London didn’t want Brexit. Even those who professed to support it scarpered soon after the result was announced. But that doesn’t mean it is the root of all our problems. Nowhere is that more true than in the housing market. There will be some drama for sure — but don’t let’s blame Brexit for everything.
London’s house prices have seen year upon year of double-digit growth. Land Registry data shows this remained the norm for two thirds of London’s boroughs in the year to May.
But at the very centre, some changes were visible. The affluent boroughs of Islington and Hammersmith & Fulham saw modest growth of 4.7 per cent and 2.7 per cent, while prices in the richer neighbourhoods of the City of London and Kensington & Chelsea fell by 9.2 per cent and 2.5 per cent respectively.
Before Brexit, this was widely attributed to an oversupply of luxury dwellings and the new 12 per cent stamp duty on properties priced above £1.5 million starting to bite. Both factors remain, so it should be no surprise that the prime market continues to cool and that this is rippling out to higher-priced properties across London.
Robert Gardner, Nationwide’s chief economist, says: “Housing market transactions were always likely to soften over the summer after the surge in activity in March, as buyers brought forward purchases of second homes to avoid the stamp duty levy, which took effect in April.”
A ripple is not a flood
With a cooling trend established, and uncertainty about just what Brexit will bring, it is easy to think the worst. Don’t. Nina Skero of the Centre for Economics and Business Research (CEBR), says: “Although Brexit has certainly sent shockwaves, CEBR expects the housing market to slow down but not plummet.” In London, the consultancy forecasts growth this year, in 2018 and beyond, with a modest 5.6 per cent contraction next year.
Simon Rubinsohn, chief economist at the Royal Institution of Chartered Surveyors, similarly speaks only of the potential for a “dip in prices” in London. Longer term, “prices are expected to rise, albeit a little less than previously anticipated, with a cumulative increase of 14 per cent projected for the next five years.”
Even if former Chancellor George Osborne’s more pessimistic scenario of an 18 per cent fall in property prices is correct, it would only mean a return to last year’s levels for much of London. That’s not a catastrophe.
Supply and demand
The reason for experts’ lack of panic is simple: London’s housing market has solid foundations.

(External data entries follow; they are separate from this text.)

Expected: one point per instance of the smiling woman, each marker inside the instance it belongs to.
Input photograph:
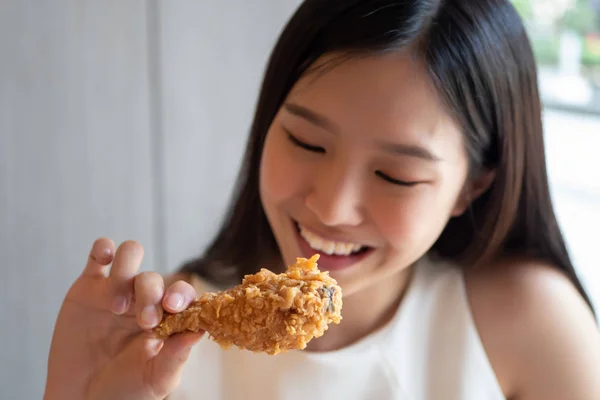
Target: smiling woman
(364, 155)
(402, 141)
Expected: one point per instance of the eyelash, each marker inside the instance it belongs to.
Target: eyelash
(305, 146)
(317, 149)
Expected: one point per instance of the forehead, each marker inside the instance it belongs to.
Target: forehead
(380, 96)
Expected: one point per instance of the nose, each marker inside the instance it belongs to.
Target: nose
(335, 198)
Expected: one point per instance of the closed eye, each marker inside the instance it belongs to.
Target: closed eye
(303, 145)
(395, 181)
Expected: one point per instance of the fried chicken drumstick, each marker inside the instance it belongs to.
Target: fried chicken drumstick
(267, 312)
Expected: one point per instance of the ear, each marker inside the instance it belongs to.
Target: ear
(472, 190)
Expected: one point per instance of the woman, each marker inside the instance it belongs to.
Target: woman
(402, 141)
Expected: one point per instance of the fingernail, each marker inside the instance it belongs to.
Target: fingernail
(149, 316)
(119, 305)
(154, 345)
(175, 301)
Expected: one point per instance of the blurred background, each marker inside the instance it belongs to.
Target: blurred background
(128, 119)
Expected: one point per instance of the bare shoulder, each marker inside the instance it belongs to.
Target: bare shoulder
(538, 332)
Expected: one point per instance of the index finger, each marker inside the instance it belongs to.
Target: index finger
(125, 266)
(100, 257)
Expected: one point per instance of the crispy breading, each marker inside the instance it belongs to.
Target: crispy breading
(267, 312)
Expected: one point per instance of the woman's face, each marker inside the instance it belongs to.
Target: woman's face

Chronic under-building means the capital has an insufficient supply of affordable homes. If anything, Brexit will make this worse.
In the immediate aftermath, shocked households cancelled sales, contributing to the steepest fall on record in the stock of housing coming available for sale, as recorded by the Royal Institution of Chartered Surveyors residential survey. If protracted Brexit negotiations keep households cautious, stocks are likely to stay historically low.
The uncertainty churned up by Brexit may also see some new build shelved as developers worry about profits, particularly if the industry’s skill shortage is exacerbated by much-needed EU construction workers going home.
With insufficient supply, demand would have to fall an extraordinary amount to deliver a multi-year fall in prices. This just isn’t likely. The English Housing Survey shows the proportion of renters almost doubled in the decade to last year, and 70 per cent were under 45. We know them as Generation Rent and their pent-up demand will act as a major brake on falling prices — particularly at lower levels.
Secondly, unlike 2008, mortgage financing is plentiful and incredibly cheap. HSBC’s latest two-year fixed rate is just 0.99 per cent (maximum loan-to-value 65 per cent), while Barclays’ best two-year tracker mortgage rate is a tiny 1.49 per cent (maximum loan-to-value 60 per cent). Mortgage financing may get even cheaper if the Bank of England’s monetary policy committee delivers its widely expected cut. This means that those who want to buy can do so, keeping demand supported.
Thirdly, the UK economy starts the Brexit negotiations in really good shape. It expanded by 0.6 per cent in the second quarter and employment hit a record high in the three months to May. While Brexit is expected to knock this stellar performance, weaker growth and heightened uncertainty is likely to affect both housing demand and supply. This is likely to mean lower activity levels, but not necessarily lower prices. Finally, don’t forget our foreign friends. Sterling is down about 10 per cent against the dollar and the euro since the vote. A softening of the economy or a cut in interest rates could see it fall further, making UK property even more of a bargain for overseas investors. They were quick to seize their chance in 2008 and will likely do so again.
It’s a great year to buy a mansion — and there’s potential to snap up a more affordable home
London’s market was already softening before June’s vote, partly because of stamp duty changes, and partly as it had priced itself beyond many people’s pockets. The political shock of Brexit has and will continue to cause uncertainty, act as a drag on economic activity and feed through to softer house prices, particularly at the top end.
But after years of under-building, plenty of cheap financing and a “generation” of frustrated buyers waiting in the wings, you’ll be sorely disappointed if you’re hoping for a rerun of the 2008 property slump.